Cassol, outro notório e pouco afável ficha suja, anda em baixa na praça depois das sucessivas, tardias e justas derrotas judiciais. Hoje, num processo de isolamento, o Homem do Chapéu é quase um Kim Jong-Un tropical com um corte de cabelo menos radical. Sem o poder da caneta na mão, Cassol tem sua capacidade de articulação política fragilizada, desacreditada e ameaçada em seu próprio quintal. Seu prestígio e força, com o abandonar de velhos aliados, esvaem-se como água entre os dedos. Mais ágil, habilidoso, convincente e esperto politicamente, Expedito, mesmo sem mandato, minou o Xerife de Rolim e juntou 13 partidos (PSDB, PSD, PSDC, PMN, PTC, PTdoB, PHS, PEN, Solidariedade, DEM, PV, Pros, PSC e PSL) em volta de sua proposta, cuja sobrevida depende de uma mirabolante interpretação de nosso atento TRE/RO. Se eles vão se manter juntos ou não, só o tempo dirá. No entanto, independentemente disso, há um compromisso de Júnior em montar um palanque nacional para o presidenciável Aécio Neves (PSDB) em Rondônia, e isso irá acontecer. No mais, essa junção de partidos e interesses difusos é sempre complexa... todos sabem como é feita... todos sabem a que custo.

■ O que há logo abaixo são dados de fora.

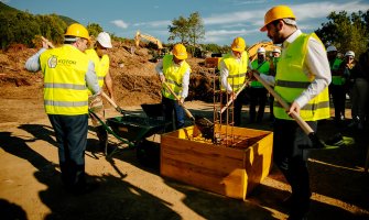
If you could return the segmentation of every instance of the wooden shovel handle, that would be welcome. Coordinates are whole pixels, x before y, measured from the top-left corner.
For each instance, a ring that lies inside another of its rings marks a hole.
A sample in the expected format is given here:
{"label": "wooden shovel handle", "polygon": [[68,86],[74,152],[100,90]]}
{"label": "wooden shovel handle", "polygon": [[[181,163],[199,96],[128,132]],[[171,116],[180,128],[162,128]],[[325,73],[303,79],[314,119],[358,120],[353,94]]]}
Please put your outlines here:
{"label": "wooden shovel handle", "polygon": [[[174,98],[180,101],[180,97],[173,91],[173,89],[170,87],[170,85],[167,85],[165,81],[163,81],[163,85],[167,88],[167,90],[170,90],[170,92],[174,96]],[[188,111],[188,109],[183,105],[180,103],[183,108],[183,110],[186,112],[187,117],[192,120],[195,120],[195,117],[192,116],[192,113]]]}
{"label": "wooden shovel handle", "polygon": [[[265,87],[265,89],[276,99],[276,101],[282,105],[284,110],[290,110],[290,105],[279,94],[276,94],[264,79],[262,79],[256,73],[253,73],[253,77],[257,78],[258,81],[260,81]],[[299,125],[302,128],[302,130],[304,130],[306,134],[314,133],[313,129],[296,112],[293,111],[290,116],[299,123]]]}
{"label": "wooden shovel handle", "polygon": [[236,92],[235,97],[232,99],[230,99],[225,107],[221,108],[220,113],[225,112],[226,109],[236,100],[236,98],[238,97],[239,94],[241,94],[241,91],[245,89],[247,85],[247,81],[242,85],[242,87]]}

5.    O poder está em Brasília


Nessas composições para lá de bizarras e constrangedoras, não se iludam nem se enganem pelas aparências. O que está em jogo é o Congresso Nacional, seus espaços de barganha, negociações e acomodações. Cassol quer proteção política e precisa acomodar a reeleição de Nilton Capixaba, Carlos Magno e, se der, a eleição de Luís Cláudio na chapa federal proporcional dos entusiasmados petistas. Expedito tem compromisso tucano de levar dois deputados federais para a oposição em Brasília. Assim, aposta no filho, na Mariana Carvalho, em sonhos e mais sonhos. O PT tem uma complicada conta a fazer e dúvidas a sanar. Dependendo como venha a mexer suas peças, poderá fazer dois deputados federais ou nenhum. O PMDB/RO vem com a voracidade que lhe é peculiar e tem como tarefa nacional, segundo Valdir Raupp, eleger 4 ou 5 deputados federais. Como pode se ver, a conta não fecha, pois só existem 8 vagas em disputa. Alguém mente... e alguém está sendo enganado... No senado, Acir Gurgacz, com fraca atuação política, pensa em ganhar por WO, inviabilizando a saída de qualquer candidatura de ponta. Pode até ser que consiga, mas a tarefa não está nada fácil. Hermínio Coelho, o controverso Presidente da ALE, anunciou interesse no Senado esta semana e é um nome polêmico capaz de agitar intensamente a disputa. No entanto, hoje, a discreta professora Fátima Cleide é, de longe, o nome mais forte, competitivo, respeitado para o cargo e, surpreendentemente, aparece na liderança de todas as pesquisas internas (mesmo sem dinheiro ou controle de meios de comunicação... um fenômeno a estudar). Entretanto, nada garante que esse quadro de avaliação se mantenha até outubro. No mundo real, o fatídico mês de abril está acabando. Inicia-se a contagem regressiva de decisões definitivas a partir de maio para todos. Os partidos de esquerda tradicionais e os de direita ideológicos possuem clara a estratégia nacional como balizadores de suas atuações regionais. Sendo assim, há que se ter prudência e sintonia com o interesse maior do país. Até lá, nas esferas paroquiais do blá, blá, blá vale mesmo o ditado popular lusitano: “em tempo de guerra, mentira como terra!!!”